Monday, April 7, 2014
rites of passage
It can be a dreaded moment my father explained to me, if a General Manager walks to the center stage of any opera house to address its patrons in person. Odds are no one has died as they will in the coming acts waiting to play out on the stage, but someone, likely the main soprano or tenor, has become ill and a replacement is being announced.
On the other hand, it's an exhilarating moment few people ever get to witness if applause and ovation are so very great that the conductor directs a number to be repeated. During his many decades with opera, my dad saw this happen just twice. The first was live, in Atlanta, during the duet performance in act one of La Boheme starring Franco Corelli and Renata Tebaldi. The second was in a 2002 telecast of Nabucco, James Levine conducting and directing the chorus. I know for a fact my father cried during the latter. I'd bet money he did in the Fox Theater too.

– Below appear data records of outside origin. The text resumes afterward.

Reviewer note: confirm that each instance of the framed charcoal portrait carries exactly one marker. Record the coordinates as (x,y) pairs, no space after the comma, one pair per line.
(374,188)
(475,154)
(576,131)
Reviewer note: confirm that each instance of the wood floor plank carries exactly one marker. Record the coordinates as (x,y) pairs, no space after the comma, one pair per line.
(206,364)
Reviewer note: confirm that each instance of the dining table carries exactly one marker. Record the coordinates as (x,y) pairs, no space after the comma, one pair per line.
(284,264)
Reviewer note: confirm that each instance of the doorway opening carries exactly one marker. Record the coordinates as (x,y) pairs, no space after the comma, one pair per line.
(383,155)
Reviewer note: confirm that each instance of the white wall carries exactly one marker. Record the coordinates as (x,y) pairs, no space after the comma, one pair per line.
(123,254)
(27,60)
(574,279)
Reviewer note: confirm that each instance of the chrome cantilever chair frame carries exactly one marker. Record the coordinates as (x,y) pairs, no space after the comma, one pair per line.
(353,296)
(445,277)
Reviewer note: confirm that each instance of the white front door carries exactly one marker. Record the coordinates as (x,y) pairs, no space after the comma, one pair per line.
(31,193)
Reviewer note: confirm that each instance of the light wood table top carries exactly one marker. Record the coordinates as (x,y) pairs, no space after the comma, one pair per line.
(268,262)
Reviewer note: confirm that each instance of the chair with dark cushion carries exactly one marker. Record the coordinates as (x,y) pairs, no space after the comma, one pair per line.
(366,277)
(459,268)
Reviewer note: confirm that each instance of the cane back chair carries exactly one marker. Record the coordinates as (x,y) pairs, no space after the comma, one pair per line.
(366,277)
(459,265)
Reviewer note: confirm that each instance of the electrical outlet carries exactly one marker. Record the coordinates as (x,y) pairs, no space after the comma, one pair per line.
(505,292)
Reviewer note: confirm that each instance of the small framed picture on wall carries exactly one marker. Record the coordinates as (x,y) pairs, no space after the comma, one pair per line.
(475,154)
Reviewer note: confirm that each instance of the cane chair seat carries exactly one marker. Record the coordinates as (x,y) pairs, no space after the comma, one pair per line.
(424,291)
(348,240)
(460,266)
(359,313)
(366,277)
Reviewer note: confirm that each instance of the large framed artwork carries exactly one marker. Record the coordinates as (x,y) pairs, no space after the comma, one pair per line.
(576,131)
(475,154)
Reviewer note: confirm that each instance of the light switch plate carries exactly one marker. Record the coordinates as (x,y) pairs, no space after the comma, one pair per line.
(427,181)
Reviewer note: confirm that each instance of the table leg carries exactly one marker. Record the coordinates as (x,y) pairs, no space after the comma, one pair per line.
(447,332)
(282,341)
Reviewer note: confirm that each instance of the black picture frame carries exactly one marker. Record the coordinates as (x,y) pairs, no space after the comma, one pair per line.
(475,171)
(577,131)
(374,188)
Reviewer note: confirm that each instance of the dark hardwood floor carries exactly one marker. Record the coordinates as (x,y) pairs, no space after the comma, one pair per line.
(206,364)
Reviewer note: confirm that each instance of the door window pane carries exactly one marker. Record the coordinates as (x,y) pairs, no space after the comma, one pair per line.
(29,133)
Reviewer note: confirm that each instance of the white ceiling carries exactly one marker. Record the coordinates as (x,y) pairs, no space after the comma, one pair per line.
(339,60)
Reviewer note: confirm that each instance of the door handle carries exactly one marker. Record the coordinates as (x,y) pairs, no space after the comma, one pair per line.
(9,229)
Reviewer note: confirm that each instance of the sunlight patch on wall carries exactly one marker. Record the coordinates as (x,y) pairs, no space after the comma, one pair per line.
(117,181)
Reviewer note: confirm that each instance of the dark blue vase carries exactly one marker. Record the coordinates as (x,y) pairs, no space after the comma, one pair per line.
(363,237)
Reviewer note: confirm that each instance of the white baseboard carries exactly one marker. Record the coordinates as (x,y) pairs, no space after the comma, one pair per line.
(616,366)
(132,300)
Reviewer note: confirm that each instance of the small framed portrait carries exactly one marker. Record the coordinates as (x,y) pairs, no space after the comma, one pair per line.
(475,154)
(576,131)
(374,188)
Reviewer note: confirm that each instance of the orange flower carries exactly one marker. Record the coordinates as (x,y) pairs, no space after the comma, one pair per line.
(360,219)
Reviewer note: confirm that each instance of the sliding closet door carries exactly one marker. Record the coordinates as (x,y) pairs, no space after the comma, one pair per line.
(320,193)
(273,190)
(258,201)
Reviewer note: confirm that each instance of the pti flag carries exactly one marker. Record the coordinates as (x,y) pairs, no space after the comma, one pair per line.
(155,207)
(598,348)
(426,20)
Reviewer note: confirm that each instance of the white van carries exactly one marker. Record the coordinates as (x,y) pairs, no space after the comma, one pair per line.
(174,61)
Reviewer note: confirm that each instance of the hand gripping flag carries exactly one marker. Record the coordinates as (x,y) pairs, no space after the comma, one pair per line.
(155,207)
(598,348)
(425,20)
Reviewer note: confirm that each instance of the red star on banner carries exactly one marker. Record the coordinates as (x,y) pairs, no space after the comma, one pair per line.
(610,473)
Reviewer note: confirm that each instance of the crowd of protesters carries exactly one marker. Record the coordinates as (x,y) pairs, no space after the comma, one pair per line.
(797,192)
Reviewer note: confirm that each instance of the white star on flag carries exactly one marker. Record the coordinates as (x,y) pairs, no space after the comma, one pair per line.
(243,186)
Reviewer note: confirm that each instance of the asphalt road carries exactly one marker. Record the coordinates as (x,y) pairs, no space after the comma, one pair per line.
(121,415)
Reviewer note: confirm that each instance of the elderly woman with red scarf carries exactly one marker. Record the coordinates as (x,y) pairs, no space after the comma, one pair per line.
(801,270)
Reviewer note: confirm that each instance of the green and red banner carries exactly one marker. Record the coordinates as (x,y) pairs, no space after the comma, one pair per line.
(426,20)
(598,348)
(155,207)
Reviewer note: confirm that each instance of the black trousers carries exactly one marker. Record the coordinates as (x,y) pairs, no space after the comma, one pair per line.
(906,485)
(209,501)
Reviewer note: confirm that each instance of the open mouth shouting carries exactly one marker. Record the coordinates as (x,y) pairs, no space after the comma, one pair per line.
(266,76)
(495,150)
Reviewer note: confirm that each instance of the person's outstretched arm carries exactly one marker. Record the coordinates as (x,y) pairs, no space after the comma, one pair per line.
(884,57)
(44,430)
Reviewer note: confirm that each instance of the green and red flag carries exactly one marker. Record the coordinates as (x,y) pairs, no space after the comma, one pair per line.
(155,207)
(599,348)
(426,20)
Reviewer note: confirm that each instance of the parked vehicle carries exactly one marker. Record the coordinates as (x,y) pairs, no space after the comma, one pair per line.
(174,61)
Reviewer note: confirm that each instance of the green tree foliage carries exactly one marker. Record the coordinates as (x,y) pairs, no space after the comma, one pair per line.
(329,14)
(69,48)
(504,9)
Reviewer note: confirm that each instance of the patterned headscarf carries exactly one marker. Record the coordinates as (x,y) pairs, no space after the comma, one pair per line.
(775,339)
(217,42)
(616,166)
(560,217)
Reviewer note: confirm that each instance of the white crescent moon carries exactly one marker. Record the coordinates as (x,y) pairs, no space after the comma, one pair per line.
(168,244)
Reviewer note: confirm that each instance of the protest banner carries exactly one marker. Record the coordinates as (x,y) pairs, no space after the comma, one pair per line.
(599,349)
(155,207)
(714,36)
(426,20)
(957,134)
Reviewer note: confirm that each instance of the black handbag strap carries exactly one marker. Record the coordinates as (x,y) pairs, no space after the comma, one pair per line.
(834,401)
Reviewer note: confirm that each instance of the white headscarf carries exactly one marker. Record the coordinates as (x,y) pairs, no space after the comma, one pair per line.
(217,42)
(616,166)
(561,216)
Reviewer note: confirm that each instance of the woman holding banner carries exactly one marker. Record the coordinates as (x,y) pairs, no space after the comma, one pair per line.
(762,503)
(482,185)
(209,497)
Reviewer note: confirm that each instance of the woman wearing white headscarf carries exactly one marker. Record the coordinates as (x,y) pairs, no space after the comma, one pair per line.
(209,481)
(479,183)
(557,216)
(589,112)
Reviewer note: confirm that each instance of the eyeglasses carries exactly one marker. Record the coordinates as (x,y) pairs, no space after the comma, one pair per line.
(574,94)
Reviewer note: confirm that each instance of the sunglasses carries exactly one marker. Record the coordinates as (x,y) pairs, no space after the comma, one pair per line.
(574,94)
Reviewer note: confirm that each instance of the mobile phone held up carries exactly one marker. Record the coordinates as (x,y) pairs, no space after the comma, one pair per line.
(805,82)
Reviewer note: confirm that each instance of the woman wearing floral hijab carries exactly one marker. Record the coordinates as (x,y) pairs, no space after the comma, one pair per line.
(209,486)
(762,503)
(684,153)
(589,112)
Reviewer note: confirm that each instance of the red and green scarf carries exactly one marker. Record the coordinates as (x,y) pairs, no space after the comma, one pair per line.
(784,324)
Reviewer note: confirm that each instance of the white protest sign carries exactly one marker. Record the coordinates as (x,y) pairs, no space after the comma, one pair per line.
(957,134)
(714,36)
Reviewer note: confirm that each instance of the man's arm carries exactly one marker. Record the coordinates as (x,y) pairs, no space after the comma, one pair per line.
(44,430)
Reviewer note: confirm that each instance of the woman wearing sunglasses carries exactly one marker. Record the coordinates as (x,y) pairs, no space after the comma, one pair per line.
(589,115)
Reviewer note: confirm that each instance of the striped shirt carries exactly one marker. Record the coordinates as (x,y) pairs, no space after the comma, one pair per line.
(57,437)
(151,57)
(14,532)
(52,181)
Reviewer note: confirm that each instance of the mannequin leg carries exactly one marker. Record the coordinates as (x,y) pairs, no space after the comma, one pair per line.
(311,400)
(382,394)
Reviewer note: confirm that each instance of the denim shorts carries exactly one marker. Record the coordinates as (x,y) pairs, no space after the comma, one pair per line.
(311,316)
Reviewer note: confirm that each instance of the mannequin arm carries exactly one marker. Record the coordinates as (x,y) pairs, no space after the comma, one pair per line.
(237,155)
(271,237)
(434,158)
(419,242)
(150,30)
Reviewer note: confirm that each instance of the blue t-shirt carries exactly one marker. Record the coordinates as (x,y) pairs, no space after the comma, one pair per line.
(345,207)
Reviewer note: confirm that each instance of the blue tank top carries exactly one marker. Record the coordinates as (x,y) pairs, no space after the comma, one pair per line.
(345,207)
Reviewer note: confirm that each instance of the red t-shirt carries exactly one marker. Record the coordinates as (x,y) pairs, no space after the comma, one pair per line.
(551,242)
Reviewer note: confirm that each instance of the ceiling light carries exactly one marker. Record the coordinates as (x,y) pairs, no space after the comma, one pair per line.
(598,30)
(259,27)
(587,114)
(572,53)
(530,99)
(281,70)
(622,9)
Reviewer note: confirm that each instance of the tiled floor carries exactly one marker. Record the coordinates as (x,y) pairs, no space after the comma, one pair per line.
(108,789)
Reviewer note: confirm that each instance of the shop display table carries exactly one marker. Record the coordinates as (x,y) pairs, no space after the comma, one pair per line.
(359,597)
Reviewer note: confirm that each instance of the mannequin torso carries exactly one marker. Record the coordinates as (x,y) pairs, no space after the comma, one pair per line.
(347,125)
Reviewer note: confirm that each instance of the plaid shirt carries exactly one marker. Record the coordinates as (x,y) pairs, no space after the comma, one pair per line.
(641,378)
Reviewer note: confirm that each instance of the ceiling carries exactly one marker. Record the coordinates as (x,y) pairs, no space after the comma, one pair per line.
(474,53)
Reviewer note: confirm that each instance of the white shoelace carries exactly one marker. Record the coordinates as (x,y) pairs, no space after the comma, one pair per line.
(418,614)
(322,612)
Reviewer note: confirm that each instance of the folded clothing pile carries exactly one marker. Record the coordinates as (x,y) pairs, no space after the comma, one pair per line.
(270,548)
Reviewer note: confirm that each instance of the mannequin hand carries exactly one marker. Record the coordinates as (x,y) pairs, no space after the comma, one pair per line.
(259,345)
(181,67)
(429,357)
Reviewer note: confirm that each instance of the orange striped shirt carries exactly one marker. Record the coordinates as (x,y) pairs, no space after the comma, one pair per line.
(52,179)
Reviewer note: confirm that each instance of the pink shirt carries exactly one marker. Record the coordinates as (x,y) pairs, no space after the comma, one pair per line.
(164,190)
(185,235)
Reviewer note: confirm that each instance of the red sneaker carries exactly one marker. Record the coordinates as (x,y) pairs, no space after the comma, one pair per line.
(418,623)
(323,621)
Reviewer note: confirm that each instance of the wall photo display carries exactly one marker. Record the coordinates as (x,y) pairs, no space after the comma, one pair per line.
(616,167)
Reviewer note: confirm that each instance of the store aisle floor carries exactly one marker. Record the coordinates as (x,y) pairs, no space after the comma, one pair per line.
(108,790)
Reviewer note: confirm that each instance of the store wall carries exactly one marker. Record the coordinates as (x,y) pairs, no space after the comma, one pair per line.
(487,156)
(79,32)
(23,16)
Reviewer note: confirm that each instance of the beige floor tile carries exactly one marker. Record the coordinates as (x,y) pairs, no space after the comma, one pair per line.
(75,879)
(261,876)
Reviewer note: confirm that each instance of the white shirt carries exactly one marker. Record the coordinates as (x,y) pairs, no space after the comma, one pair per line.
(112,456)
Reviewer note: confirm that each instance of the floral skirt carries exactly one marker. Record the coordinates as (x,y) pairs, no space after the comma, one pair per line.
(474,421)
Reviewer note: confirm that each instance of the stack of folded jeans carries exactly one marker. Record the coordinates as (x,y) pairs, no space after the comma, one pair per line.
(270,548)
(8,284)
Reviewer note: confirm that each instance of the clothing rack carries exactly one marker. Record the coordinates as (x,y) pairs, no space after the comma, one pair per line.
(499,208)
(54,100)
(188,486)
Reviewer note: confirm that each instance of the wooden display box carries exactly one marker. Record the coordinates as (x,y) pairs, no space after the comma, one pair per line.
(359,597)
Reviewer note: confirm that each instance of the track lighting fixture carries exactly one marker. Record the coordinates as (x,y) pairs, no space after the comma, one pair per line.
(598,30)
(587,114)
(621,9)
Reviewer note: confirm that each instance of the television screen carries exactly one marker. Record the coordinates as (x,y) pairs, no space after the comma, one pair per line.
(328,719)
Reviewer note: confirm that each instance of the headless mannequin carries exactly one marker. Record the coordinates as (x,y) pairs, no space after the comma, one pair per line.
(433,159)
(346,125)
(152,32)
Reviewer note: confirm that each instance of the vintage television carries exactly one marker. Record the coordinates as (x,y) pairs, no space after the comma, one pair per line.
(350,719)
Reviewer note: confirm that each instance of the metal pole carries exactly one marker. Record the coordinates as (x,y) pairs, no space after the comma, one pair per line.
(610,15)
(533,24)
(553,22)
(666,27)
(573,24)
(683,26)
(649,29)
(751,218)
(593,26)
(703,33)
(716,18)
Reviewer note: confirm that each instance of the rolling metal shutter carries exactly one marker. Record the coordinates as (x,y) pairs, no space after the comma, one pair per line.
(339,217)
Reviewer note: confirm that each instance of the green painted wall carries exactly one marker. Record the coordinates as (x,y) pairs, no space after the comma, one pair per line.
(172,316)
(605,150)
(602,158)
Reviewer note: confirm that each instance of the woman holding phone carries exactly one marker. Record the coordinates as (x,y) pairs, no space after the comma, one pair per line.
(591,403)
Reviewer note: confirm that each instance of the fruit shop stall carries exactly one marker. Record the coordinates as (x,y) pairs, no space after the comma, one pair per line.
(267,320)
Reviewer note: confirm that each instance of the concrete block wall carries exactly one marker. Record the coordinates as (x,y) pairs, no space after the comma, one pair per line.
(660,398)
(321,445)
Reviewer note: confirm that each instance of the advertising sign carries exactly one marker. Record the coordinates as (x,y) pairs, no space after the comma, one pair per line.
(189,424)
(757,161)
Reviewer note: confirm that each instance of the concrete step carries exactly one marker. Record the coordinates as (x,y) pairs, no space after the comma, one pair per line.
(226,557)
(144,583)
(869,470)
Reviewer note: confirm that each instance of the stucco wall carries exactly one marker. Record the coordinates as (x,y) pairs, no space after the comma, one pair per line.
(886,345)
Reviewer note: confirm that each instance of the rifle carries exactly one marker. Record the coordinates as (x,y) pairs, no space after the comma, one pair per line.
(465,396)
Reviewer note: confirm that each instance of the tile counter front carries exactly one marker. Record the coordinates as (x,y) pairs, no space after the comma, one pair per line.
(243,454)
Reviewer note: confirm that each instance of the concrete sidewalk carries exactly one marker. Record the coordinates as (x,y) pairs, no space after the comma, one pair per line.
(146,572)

In my brief history with opera, I've watched shows with last minute cast changes so it was not a surprise when, at last Saturday's live broadcast from the Met, Peter Gelb came forward to deliver the news; Anita Hartig had the flu and Kristine Opolais was graciously taking her place. Okay I thought, having learned by now that the show really does go on and usually magnificently.
And this one did. . .
The soprano Opolais had, the night before, made her debut as Cio-Cio San in Madama Butterfly on the Met stage and it's reported that following a dinner celebration she woke to the phone call requesting her to sing another staring role, one she hadn't sung in a full year, at that afternoon's one o'clock matinee. With less than three hours of sleep Opolais accomplished what no other soprano has in the history of the Metropolitan Opera; she sang as Mimi in La Boheme, her second debut of two leading roles in back to back performances less than eighteen hours apart.
It was a beautiful, historic performance and though I didn't see it live at the Met, it feels as if I entered another world of opera that afternoon; my dad's world. I now have a story, a rich opera tale of my own.
I only wish I could share it with him.